I see now that my negativity and grumbling is unbelief.  It really is me not trusting You fully; not receiving what You bring as ordered by You.  It is me wanting to control and reeling when things do not go according to my expectations; grasping at how to order them aright again.  Instead of trusting: pure, simple trust.  Relying upon you wholly, being fully dependent.  I lack faith.

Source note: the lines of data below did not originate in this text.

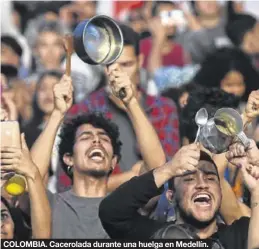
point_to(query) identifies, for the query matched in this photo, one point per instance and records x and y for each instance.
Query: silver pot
(222, 130)
(98, 40)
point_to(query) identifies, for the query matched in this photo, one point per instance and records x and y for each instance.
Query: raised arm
(252, 108)
(148, 141)
(19, 160)
(249, 163)
(42, 148)
(119, 210)
(231, 208)
(158, 37)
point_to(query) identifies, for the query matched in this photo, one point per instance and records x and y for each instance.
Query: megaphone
(99, 41)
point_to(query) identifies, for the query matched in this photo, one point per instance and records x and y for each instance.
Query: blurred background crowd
(195, 53)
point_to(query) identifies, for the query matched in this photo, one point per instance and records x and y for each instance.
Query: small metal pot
(98, 40)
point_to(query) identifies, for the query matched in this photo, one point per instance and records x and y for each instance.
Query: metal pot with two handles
(99, 41)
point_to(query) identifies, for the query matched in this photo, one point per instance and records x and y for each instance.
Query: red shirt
(176, 57)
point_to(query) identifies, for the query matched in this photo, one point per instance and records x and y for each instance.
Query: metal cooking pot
(98, 40)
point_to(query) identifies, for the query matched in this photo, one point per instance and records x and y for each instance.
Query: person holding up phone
(161, 50)
(17, 159)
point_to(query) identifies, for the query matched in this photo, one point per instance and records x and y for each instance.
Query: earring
(70, 170)
(171, 202)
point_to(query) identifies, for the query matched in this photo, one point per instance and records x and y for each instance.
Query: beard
(98, 173)
(188, 218)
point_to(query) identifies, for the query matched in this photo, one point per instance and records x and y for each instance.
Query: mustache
(98, 173)
(99, 147)
(191, 220)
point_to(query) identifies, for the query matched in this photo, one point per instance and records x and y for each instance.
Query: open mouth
(202, 199)
(96, 155)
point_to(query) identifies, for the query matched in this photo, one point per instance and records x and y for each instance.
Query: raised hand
(252, 106)
(186, 159)
(118, 80)
(63, 95)
(10, 108)
(248, 161)
(3, 114)
(157, 29)
(238, 156)
(17, 160)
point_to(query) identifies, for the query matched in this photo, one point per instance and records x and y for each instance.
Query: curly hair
(238, 26)
(97, 120)
(210, 98)
(21, 231)
(222, 61)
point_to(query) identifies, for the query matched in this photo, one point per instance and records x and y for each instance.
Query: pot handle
(68, 43)
(122, 92)
(244, 139)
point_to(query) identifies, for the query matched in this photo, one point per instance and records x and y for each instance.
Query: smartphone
(174, 17)
(10, 134)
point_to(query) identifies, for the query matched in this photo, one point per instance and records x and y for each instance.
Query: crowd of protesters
(98, 166)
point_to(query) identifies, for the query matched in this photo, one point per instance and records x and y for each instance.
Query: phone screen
(10, 134)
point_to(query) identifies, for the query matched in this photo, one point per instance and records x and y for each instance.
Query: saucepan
(99, 41)
(222, 130)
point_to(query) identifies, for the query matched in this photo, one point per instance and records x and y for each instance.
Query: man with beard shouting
(197, 195)
(89, 150)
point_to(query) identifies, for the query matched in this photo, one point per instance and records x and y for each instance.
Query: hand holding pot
(119, 80)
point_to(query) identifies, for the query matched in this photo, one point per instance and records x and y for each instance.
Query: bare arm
(40, 208)
(231, 209)
(249, 161)
(158, 39)
(19, 161)
(42, 149)
(253, 239)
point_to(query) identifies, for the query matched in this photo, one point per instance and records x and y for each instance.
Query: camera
(174, 17)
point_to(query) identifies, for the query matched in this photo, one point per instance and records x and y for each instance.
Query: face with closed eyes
(7, 224)
(198, 194)
(92, 152)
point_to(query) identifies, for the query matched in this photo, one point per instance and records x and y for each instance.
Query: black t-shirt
(235, 235)
(121, 219)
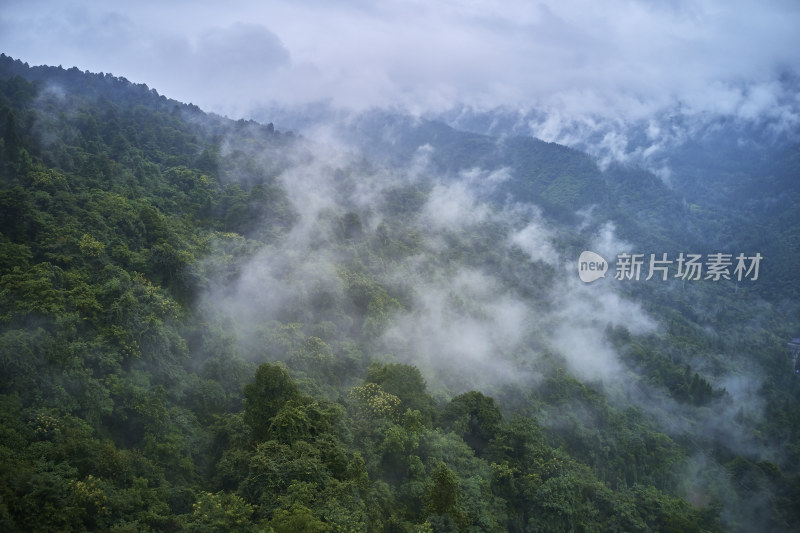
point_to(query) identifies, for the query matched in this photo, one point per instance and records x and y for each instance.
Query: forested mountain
(213, 325)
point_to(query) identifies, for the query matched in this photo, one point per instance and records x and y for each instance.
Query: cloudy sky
(575, 56)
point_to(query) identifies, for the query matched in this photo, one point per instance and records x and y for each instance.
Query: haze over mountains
(374, 321)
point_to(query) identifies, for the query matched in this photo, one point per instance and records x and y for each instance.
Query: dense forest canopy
(214, 325)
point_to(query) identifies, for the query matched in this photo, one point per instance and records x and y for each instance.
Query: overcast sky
(574, 56)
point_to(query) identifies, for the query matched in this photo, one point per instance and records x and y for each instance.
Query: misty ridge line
(478, 293)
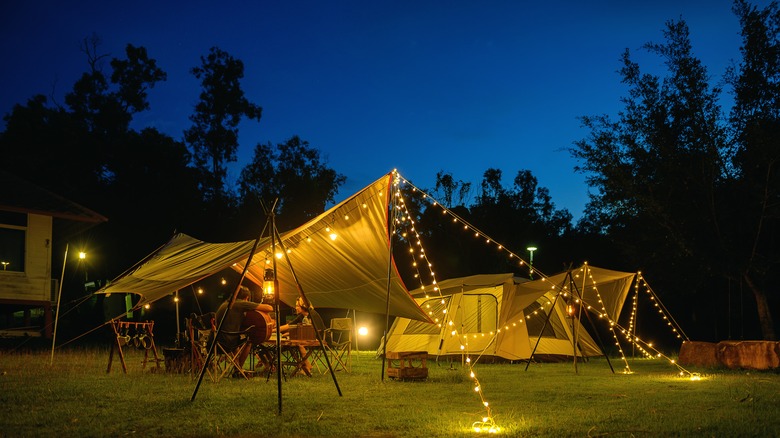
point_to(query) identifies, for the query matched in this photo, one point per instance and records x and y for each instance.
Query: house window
(13, 227)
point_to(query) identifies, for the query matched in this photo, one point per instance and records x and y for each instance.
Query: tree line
(680, 188)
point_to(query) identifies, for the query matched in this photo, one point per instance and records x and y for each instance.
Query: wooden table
(295, 354)
(407, 365)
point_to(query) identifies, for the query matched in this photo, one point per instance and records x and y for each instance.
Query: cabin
(31, 217)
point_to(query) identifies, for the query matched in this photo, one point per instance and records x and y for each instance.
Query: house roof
(21, 196)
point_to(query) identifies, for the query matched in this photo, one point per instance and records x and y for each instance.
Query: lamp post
(83, 261)
(531, 250)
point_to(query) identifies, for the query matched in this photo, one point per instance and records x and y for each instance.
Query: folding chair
(226, 354)
(199, 333)
(339, 340)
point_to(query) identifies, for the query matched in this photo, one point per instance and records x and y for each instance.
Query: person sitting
(228, 336)
(302, 317)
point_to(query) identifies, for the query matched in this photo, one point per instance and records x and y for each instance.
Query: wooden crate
(407, 365)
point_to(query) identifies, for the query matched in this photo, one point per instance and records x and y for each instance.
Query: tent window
(478, 314)
(554, 326)
(434, 309)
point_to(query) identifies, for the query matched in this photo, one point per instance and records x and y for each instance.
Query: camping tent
(341, 259)
(500, 315)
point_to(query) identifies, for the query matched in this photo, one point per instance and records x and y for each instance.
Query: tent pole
(547, 320)
(178, 320)
(59, 297)
(317, 333)
(593, 326)
(391, 231)
(272, 222)
(213, 343)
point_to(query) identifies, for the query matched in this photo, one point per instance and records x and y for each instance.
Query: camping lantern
(268, 283)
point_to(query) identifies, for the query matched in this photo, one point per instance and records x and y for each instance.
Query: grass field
(76, 397)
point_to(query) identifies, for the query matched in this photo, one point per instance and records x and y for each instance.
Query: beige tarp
(341, 260)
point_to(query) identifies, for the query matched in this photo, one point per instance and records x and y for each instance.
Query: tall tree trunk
(764, 314)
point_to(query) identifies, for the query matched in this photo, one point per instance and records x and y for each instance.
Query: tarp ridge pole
(303, 295)
(212, 345)
(391, 235)
(59, 298)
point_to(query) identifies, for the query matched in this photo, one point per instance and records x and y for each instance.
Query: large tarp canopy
(340, 259)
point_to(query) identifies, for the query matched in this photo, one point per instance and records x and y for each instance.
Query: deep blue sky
(459, 86)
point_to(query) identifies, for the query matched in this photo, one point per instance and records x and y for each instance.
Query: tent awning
(341, 259)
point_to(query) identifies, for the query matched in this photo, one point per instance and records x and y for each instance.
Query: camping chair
(199, 333)
(226, 355)
(339, 339)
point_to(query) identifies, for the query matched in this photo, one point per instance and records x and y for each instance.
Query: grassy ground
(76, 397)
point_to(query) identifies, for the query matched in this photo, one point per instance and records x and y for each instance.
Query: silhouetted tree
(753, 244)
(664, 184)
(213, 136)
(293, 173)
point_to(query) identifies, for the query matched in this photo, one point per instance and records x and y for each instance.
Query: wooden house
(30, 218)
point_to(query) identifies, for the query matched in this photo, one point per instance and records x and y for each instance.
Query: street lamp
(83, 261)
(531, 250)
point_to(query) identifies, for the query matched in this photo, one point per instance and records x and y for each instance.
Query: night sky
(458, 86)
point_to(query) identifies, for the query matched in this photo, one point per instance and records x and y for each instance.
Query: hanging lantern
(269, 283)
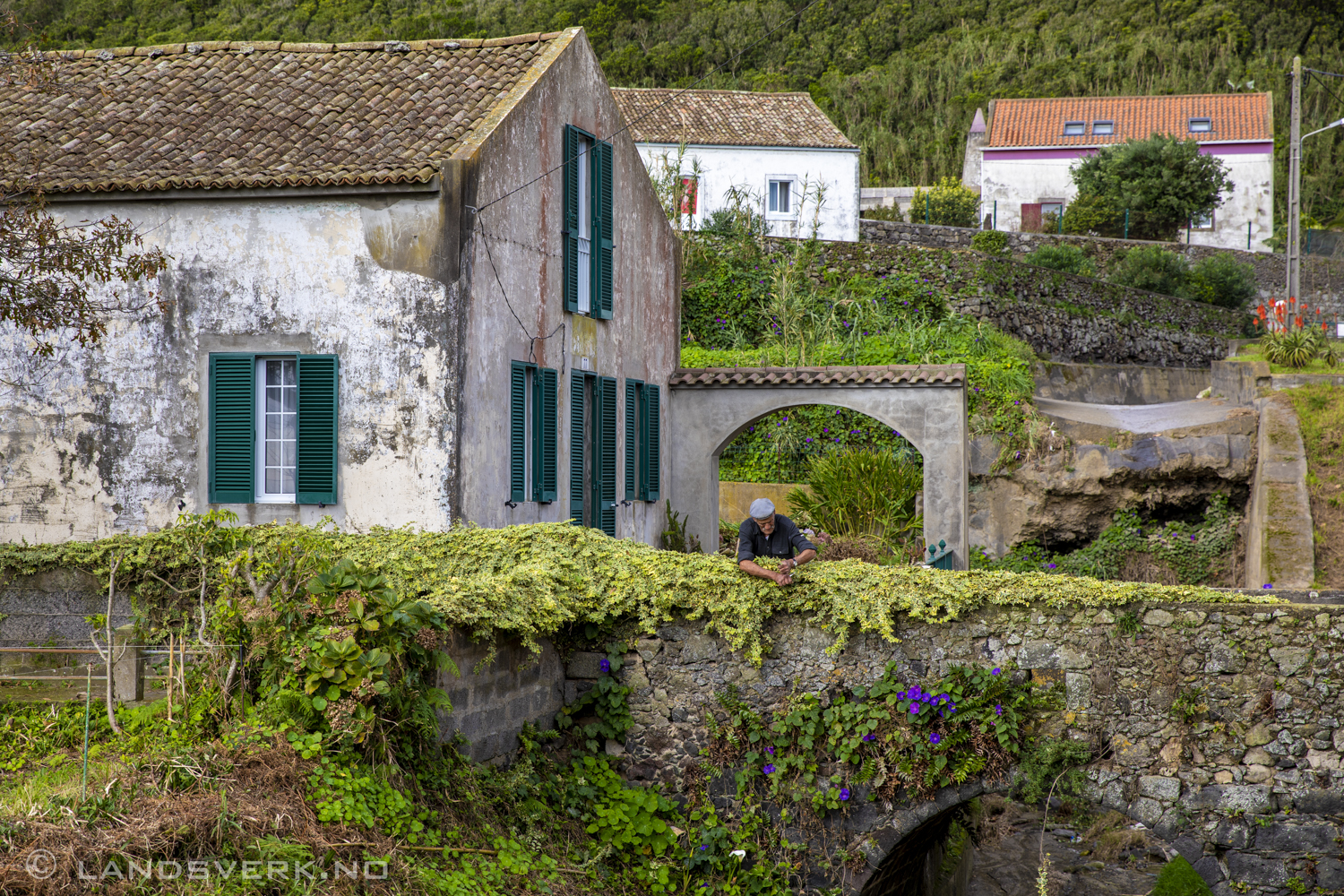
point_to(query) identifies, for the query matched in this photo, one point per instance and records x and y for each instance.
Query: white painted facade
(1011, 177)
(720, 168)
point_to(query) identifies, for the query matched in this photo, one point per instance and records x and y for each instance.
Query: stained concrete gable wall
(113, 438)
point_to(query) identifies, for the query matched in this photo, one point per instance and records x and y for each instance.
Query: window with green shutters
(593, 427)
(642, 458)
(273, 429)
(589, 223)
(532, 433)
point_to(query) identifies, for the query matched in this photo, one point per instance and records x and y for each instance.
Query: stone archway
(925, 403)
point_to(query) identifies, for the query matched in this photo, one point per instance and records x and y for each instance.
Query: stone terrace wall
(1322, 279)
(1061, 316)
(1250, 791)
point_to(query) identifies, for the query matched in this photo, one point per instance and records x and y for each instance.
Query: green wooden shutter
(607, 452)
(632, 440)
(233, 429)
(319, 381)
(546, 378)
(650, 444)
(518, 432)
(577, 446)
(602, 223)
(572, 218)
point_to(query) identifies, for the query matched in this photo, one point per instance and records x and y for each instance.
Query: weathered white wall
(523, 233)
(113, 438)
(1013, 182)
(752, 167)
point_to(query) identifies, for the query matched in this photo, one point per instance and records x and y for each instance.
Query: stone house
(409, 284)
(776, 148)
(1021, 159)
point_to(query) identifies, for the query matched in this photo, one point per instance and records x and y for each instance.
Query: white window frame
(793, 196)
(261, 495)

Today, for example: Mark, who has been working lots of overtime lately, was home for a rare lunch break and happened to come home at the same time mom had dropped in for a visit.  Mark was still here when she left, but Isaac was monopolizing his time and I had truly not even had a chance to say more than hello. I was agitated.  I wanted time with him.  So I was grumbling within.  I walked outside to hang some laundry and fought off the complaints in my head (those complaints are noisy!)  and ended up in tears.  But, Lord?  A proper response- a biblical response- would be for me to ACCEPT each instance as from Your hand.  An ordained visit from mom.  A chance for Isaac and Mark to talk, given by You.  An opportunity for me to rest in You, to trust in You, with contentment and gratitude and peace.  And yet: I am anxious and discontent.  I yield to the complaints, not to You.

Oh, Lord: help me submit to You.  Bring me humility, I ask.  Give me a submissive spirit.  May I have the attitude of a servant, yielding to You.  I thank You for revealing it to me.  I thank You for the many opportunities I have to grow in this; to see Your fruit in me, to have discipline in this area.  I desire to be above reproach, and I thank You, Father, for taking me to task on this.  Continue to flood me with Your word and with verses to memorize to battle this and with the clear voice of the Holy Spirit to guide me through each circumstance.  ~ Amen.